Gradually, expertise replaces status, and is constantly reinventing itself. After 18 to 24 months, there is no more ‘comfort’ expertise. Cards are being reshuffled at the rapid pace of technological acceleration.
A new criterion for internal recognition, an obvious lever for external competitiveness, expertise has become a new asset for companies.
TRANSITION FROM COMPETENCE TO EXPERTISE
At first glance, competence and expertise seem to be used interchangeably. Yet expertise differs from competence in at least two ways. The first difference is the individual themselves.
Competence is a set of skills taught and then validated by an exogenous authority.
It is granted to the individual once and for all. After the period of investment and effort to acquire this skill, the individual may become passive. He has received it, he has been declared capable of exercising it, in a predictable and often fixed environment.
On the other hand, the expert faces complex and changing situations. He acts by intuition and in a personalised chain of reasoning. Expertise is an endogenous or inner conquest. His knowledge is never procedural. Because it is a permanent quest, it can only resonate with the values and personality of each individual.
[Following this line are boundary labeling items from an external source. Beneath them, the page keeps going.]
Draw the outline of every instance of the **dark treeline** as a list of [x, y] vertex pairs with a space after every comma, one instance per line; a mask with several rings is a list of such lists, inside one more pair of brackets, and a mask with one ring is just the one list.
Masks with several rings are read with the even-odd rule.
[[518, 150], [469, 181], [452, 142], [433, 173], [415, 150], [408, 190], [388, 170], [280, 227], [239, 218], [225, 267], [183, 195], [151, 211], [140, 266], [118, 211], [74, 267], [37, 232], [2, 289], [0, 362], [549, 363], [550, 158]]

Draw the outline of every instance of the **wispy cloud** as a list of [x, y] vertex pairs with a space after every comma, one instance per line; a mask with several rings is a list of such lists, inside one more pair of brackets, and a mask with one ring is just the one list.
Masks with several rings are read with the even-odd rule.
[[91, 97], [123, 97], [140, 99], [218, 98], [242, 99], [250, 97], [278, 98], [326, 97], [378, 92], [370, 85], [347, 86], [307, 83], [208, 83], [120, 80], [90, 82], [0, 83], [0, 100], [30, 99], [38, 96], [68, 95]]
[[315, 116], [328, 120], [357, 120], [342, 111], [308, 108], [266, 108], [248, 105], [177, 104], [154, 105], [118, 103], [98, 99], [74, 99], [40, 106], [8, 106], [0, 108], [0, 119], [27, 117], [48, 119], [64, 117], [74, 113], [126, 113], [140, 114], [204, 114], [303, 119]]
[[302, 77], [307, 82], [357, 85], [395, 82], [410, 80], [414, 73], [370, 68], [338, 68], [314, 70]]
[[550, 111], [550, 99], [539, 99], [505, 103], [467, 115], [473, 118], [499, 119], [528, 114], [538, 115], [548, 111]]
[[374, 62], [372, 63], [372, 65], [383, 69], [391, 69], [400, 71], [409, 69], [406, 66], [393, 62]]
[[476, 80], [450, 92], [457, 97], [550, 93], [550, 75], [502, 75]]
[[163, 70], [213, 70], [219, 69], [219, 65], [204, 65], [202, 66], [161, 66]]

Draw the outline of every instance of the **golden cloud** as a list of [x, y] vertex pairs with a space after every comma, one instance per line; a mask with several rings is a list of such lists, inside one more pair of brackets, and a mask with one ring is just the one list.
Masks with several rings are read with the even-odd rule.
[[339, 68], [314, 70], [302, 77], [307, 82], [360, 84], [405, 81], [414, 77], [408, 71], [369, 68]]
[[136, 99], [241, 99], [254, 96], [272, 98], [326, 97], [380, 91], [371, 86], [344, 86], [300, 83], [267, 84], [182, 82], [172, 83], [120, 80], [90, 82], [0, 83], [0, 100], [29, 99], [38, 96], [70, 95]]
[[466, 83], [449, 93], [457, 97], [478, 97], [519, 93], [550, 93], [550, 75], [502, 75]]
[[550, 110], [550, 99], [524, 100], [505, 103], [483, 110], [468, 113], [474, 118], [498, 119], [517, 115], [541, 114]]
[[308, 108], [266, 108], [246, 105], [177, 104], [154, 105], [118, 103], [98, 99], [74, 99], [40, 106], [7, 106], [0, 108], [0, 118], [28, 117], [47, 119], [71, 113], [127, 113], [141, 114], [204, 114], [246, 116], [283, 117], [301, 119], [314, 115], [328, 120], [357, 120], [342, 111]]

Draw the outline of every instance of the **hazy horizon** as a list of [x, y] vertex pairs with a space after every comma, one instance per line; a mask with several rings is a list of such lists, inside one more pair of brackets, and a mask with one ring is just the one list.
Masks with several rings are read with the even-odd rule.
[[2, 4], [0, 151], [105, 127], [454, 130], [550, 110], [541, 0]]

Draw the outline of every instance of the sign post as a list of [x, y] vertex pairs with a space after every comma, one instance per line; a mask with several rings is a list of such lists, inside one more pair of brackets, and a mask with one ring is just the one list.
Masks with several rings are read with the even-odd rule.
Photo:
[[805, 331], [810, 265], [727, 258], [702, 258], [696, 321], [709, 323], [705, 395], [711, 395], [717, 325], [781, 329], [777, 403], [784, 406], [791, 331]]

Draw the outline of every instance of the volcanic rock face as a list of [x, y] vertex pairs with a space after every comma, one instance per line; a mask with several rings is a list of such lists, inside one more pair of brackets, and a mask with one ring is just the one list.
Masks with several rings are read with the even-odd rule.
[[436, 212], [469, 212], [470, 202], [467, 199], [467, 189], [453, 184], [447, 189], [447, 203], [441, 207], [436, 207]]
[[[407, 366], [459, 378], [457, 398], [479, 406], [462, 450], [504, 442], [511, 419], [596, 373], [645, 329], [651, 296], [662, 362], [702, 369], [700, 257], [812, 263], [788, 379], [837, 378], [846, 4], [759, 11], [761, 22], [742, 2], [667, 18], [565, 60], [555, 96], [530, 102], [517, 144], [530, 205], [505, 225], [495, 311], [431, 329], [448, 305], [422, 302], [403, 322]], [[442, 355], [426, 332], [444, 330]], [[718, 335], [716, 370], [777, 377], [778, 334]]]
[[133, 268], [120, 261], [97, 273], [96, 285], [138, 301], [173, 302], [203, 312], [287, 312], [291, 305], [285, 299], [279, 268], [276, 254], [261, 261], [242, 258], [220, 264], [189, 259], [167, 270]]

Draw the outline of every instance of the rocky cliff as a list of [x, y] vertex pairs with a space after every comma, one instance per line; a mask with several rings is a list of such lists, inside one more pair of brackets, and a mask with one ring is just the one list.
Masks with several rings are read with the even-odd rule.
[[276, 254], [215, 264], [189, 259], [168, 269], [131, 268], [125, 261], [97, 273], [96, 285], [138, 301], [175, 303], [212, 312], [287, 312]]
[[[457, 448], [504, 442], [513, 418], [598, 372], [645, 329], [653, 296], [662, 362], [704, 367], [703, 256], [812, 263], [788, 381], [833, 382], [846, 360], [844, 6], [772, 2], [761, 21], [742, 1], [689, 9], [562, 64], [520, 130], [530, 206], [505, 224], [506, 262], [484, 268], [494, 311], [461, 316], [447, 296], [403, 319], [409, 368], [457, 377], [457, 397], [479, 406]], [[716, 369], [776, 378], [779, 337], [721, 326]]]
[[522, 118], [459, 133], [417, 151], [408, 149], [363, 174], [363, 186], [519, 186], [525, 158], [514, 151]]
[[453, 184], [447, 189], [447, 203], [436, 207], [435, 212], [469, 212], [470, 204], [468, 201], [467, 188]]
Each person chooses and manages their own expertise, over the years, by aligning situations and learning in relation to their own driving forces and interests. The legitimacy of the expert is not obtained definitively, it arises thanks to peers, it exists because it is solicited.
No educational institution graduates ‘experts’. One does not measure one’s expertise by a validation of prior learning, but by one’s own attractiveness within and outside of a collective.
With expertise, the individual no longer has the luxury, nor the risks, of passivity. They embody and deepen their expertise as their game and technique are honed, long after the team has finished training.
The second difference between expertise and competence concerns the link between the individual and the entrepreneurial collective.
By its nature, competence is a matter for collective and standardised teaching systems. It can only ever be incomplete and regularly overtaken by technical and economic reality. Whether they apply for training or employment related to their skills, the individual is subject to the system and the organisation.
They place themselves at the service of a group by trying to respond to what it asks of them, with increasing discrepancies between the validated competence and the nature of the need, at the risk of losing all confidence and all sense of their action. The question of fulfilment can then only be relegated to the background of the project.
By cultivating their expertise, on the contrary, the individual does not seek to respond to a demand. They want to be a permanent force of proposal within a collective that they have chosen like their peers.
The expert does not have a submissive relationship with the company, they are an asset that the company must make productive. They then become primarily responsible for their expertise and employability. For example, upon joining the company or a new team, it could be up to them to configure their learning and interaction environment.